2. The Bible is full of amazing stories that should inspire our songs more often than not.

It always strikes me that most contemporary worship music is actually rather abstract…meandering between lofty generalizations of praise and safely distanced references to our sin and unworthiness.

When one listens through the album ‘Seven Swans’ we are struck by the rich presence of biblical narrative.  Sufjan touches text from Genesis to Revelation.  In ‘Abraham’ he works his own interpretation of the story in Gen 22.  ‘He woke me up again’ is a view of 1 Sam. 3.  The Transfiguration recounts the awkward meeting in Matthew 17.  And the album title itself ‘Seven Swans’ echoes the images in Revelation.  Alot of my friends are writing great music to old hymn texts.  I love these songs and I cherish many of them in my own church.  But I’m also looking forward to the day when these old texts point them back to their own communities and God helps them to write a new song. These folks are getting really close I think.  You can read/listen to a recent attempt of ours here.

3. A great song can serve a number of different musical styles.

This might seem obvious but in various settings of the church this is a fierce battle. Hymns must be led by a proper organ, or at least from a decent piano.  To accompany them with drums and guitars is base.   A rockin contemporary song needs amps and electrical guitars.  It would be lame to use a choir and a piano.

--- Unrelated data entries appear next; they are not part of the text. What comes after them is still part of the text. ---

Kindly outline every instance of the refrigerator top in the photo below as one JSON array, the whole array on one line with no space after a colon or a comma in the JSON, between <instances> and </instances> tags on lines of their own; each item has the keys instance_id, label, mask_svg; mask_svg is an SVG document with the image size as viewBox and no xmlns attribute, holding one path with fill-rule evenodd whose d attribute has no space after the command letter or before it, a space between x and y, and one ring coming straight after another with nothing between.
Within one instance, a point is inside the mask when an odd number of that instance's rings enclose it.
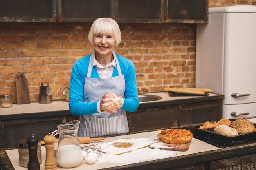
<instances>
[{"instance_id":1,"label":"refrigerator top","mask_svg":"<svg viewBox=\"0 0 256 170\"><path fill-rule=\"evenodd\" d=\"M252 5L238 5L226 7L209 8L209 13L223 12L256 13L256 6Z\"/></svg>"}]
</instances>

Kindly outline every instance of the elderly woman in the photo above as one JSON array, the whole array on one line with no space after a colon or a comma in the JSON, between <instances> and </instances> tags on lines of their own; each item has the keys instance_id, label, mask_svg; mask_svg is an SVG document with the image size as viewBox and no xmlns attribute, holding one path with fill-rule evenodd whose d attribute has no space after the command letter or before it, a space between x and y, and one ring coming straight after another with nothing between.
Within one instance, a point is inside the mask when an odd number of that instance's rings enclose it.
<instances>
[{"instance_id":1,"label":"elderly woman","mask_svg":"<svg viewBox=\"0 0 256 170\"><path fill-rule=\"evenodd\" d=\"M97 19L88 35L94 50L74 64L69 105L71 114L80 116L79 137L129 131L125 110L135 111L139 101L134 65L113 51L121 38L115 20ZM110 106L116 97L119 102Z\"/></svg>"}]
</instances>

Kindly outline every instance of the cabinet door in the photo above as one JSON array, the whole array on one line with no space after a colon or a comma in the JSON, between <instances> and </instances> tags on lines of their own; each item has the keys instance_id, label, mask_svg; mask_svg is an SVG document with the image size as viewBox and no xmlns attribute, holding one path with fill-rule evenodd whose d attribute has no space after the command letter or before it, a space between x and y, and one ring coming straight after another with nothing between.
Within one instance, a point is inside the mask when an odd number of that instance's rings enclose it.
<instances>
[{"instance_id":1,"label":"cabinet door","mask_svg":"<svg viewBox=\"0 0 256 170\"><path fill-rule=\"evenodd\" d=\"M56 22L56 0L0 0L0 21Z\"/></svg>"},{"instance_id":2,"label":"cabinet door","mask_svg":"<svg viewBox=\"0 0 256 170\"><path fill-rule=\"evenodd\" d=\"M92 22L110 16L110 0L58 0L58 21Z\"/></svg>"},{"instance_id":3,"label":"cabinet door","mask_svg":"<svg viewBox=\"0 0 256 170\"><path fill-rule=\"evenodd\" d=\"M165 0L165 22L207 23L208 0Z\"/></svg>"},{"instance_id":4,"label":"cabinet door","mask_svg":"<svg viewBox=\"0 0 256 170\"><path fill-rule=\"evenodd\" d=\"M126 112L130 132L176 126L177 107L169 106L138 108Z\"/></svg>"},{"instance_id":5,"label":"cabinet door","mask_svg":"<svg viewBox=\"0 0 256 170\"><path fill-rule=\"evenodd\" d=\"M222 100L181 104L178 125L213 121L222 117Z\"/></svg>"},{"instance_id":6,"label":"cabinet door","mask_svg":"<svg viewBox=\"0 0 256 170\"><path fill-rule=\"evenodd\" d=\"M164 22L164 0L113 0L112 15L119 22Z\"/></svg>"},{"instance_id":7,"label":"cabinet door","mask_svg":"<svg viewBox=\"0 0 256 170\"><path fill-rule=\"evenodd\" d=\"M256 154L229 158L210 162L211 170L254 170Z\"/></svg>"}]
</instances>

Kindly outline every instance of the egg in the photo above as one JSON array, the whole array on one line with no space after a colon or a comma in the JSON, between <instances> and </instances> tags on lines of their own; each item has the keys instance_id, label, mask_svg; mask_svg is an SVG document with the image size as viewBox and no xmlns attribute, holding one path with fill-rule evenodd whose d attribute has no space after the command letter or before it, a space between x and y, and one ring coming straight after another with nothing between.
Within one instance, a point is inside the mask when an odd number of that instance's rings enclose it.
<instances>
[{"instance_id":1,"label":"egg","mask_svg":"<svg viewBox=\"0 0 256 170\"><path fill-rule=\"evenodd\" d=\"M87 156L87 152L83 150L81 150L81 152L82 152L82 155L83 155L83 158L84 159L85 158L85 157L86 157L86 156Z\"/></svg>"},{"instance_id":2,"label":"egg","mask_svg":"<svg viewBox=\"0 0 256 170\"><path fill-rule=\"evenodd\" d=\"M92 155L87 155L85 157L85 162L88 164L92 164L96 161L96 158Z\"/></svg>"},{"instance_id":3,"label":"egg","mask_svg":"<svg viewBox=\"0 0 256 170\"><path fill-rule=\"evenodd\" d=\"M98 155L97 155L97 154L96 154L95 153L89 152L89 153L88 153L88 154L87 155L93 156L96 159L97 159L98 158Z\"/></svg>"}]
</instances>

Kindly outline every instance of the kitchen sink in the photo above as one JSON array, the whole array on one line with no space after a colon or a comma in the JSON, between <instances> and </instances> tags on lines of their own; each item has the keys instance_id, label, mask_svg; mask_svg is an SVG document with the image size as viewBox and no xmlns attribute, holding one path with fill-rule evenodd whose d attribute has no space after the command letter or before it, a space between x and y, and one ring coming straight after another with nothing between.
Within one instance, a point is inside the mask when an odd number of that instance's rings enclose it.
<instances>
[{"instance_id":1,"label":"kitchen sink","mask_svg":"<svg viewBox=\"0 0 256 170\"><path fill-rule=\"evenodd\" d=\"M160 96L151 95L139 95L139 102L157 101L162 99Z\"/></svg>"}]
</instances>

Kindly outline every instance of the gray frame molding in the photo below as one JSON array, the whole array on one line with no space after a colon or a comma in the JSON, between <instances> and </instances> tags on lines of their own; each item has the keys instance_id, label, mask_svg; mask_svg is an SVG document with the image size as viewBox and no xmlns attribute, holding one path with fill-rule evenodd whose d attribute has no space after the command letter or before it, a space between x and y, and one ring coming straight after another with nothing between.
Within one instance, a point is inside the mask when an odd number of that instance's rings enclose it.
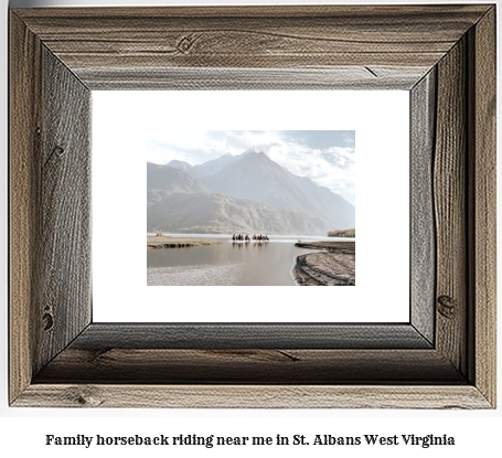
<instances>
[{"instance_id":1,"label":"gray frame molding","mask_svg":"<svg viewBox=\"0 0 502 458\"><path fill-rule=\"evenodd\" d=\"M410 322L94 323L90 90L130 88L409 90ZM11 405L494 407L494 100L491 4L11 10Z\"/></svg>"}]
</instances>

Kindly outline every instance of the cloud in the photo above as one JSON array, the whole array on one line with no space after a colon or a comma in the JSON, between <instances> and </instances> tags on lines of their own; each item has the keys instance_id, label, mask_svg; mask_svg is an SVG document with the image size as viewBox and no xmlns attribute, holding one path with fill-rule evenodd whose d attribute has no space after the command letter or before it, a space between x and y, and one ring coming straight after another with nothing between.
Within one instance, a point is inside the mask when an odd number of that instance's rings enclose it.
<instances>
[{"instance_id":1,"label":"cloud","mask_svg":"<svg viewBox=\"0 0 502 458\"><path fill-rule=\"evenodd\" d=\"M354 202L354 131L337 130L156 130L148 132L147 160L167 163L177 159L195 166L254 149Z\"/></svg>"}]
</instances>

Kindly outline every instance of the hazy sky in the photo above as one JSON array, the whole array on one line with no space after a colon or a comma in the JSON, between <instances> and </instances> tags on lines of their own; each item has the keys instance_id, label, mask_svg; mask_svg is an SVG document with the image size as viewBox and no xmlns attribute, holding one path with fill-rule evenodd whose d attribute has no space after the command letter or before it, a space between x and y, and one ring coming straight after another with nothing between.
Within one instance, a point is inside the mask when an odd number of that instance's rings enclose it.
<instances>
[{"instance_id":1,"label":"hazy sky","mask_svg":"<svg viewBox=\"0 0 502 458\"><path fill-rule=\"evenodd\" d=\"M162 130L148 131L147 160L192 166L253 149L300 177L355 204L354 130Z\"/></svg>"}]
</instances>

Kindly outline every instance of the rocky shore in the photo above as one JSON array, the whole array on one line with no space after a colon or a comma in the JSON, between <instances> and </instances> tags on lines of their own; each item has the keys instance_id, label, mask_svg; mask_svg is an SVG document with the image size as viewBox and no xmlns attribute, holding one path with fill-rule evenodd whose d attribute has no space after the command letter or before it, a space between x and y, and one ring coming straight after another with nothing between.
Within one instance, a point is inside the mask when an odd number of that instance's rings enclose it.
<instances>
[{"instance_id":1,"label":"rocky shore","mask_svg":"<svg viewBox=\"0 0 502 458\"><path fill-rule=\"evenodd\" d=\"M293 276L298 285L355 285L355 242L298 242L295 246L323 249L297 257Z\"/></svg>"},{"instance_id":2,"label":"rocky shore","mask_svg":"<svg viewBox=\"0 0 502 458\"><path fill-rule=\"evenodd\" d=\"M147 236L147 249L185 248L190 246L214 245L222 243L220 238L170 237L169 235Z\"/></svg>"}]
</instances>

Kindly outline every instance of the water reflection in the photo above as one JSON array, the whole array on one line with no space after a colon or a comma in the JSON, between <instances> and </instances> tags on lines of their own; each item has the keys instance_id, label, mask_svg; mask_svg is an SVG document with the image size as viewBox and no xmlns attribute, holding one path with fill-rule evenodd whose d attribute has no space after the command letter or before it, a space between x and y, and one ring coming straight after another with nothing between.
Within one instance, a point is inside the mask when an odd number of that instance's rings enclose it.
<instances>
[{"instance_id":1,"label":"water reflection","mask_svg":"<svg viewBox=\"0 0 502 458\"><path fill-rule=\"evenodd\" d=\"M296 256L313 253L291 243L223 241L217 245L147 252L147 284L185 285L295 285Z\"/></svg>"}]
</instances>

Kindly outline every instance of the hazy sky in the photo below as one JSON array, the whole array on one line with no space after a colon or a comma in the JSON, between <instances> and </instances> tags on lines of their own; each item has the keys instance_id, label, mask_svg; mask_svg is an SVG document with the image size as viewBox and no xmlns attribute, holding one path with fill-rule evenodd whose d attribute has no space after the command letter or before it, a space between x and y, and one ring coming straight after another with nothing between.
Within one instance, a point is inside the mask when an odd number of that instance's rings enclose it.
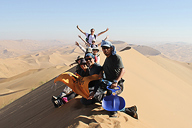
<instances>
[{"instance_id":1,"label":"hazy sky","mask_svg":"<svg viewBox=\"0 0 192 128\"><path fill-rule=\"evenodd\" d=\"M80 41L76 26L98 40L192 43L191 0L0 0L0 40Z\"/></svg>"}]
</instances>

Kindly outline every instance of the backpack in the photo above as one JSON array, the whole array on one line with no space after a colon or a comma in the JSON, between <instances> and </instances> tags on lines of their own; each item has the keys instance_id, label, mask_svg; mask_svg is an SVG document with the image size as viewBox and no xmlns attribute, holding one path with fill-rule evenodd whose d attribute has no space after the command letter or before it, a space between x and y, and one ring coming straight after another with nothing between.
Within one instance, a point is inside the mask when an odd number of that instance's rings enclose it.
<instances>
[{"instance_id":1,"label":"backpack","mask_svg":"<svg viewBox=\"0 0 192 128\"><path fill-rule=\"evenodd\" d=\"M89 43L89 36L90 36L90 35L91 35L91 34L88 34L87 38L85 39L87 43ZM94 37L95 37L95 39L96 39L96 35L95 35L95 34L94 34Z\"/></svg>"}]
</instances>

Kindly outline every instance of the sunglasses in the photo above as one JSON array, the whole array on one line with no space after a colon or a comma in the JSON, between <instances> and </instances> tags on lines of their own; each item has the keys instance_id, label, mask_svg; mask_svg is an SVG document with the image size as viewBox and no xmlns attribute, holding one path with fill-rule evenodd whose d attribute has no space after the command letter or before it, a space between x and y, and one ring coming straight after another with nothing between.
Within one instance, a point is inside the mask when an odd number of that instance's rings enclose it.
<instances>
[{"instance_id":1,"label":"sunglasses","mask_svg":"<svg viewBox=\"0 0 192 128\"><path fill-rule=\"evenodd\" d=\"M109 49L110 47L102 47L102 49Z\"/></svg>"},{"instance_id":2,"label":"sunglasses","mask_svg":"<svg viewBox=\"0 0 192 128\"><path fill-rule=\"evenodd\" d=\"M88 61L88 60L91 60L92 58L87 58L87 59L85 59L86 61Z\"/></svg>"}]
</instances>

Between the album Illinois and The Avalanche Sufjan gives us some playful enumerations of his hit song “Chicago”.  The ‘acoustic’ version, the ‘Adult Contemporary Easy Listening Version,’ and the ‘Multiple Personality Disorder Version.’  To me this is a reminder that there is both possibility and freedom to use a song that is part of the church’s musical canon but still shape it in a way that makes it ‘sing’ for my own local church.  This is cherishing the church both universal and ‘catholic’ as well as local and ‘indigenous.’

4. A songwriter can commit the art to ‘place’ and still not lose their ‘popular’ relevance.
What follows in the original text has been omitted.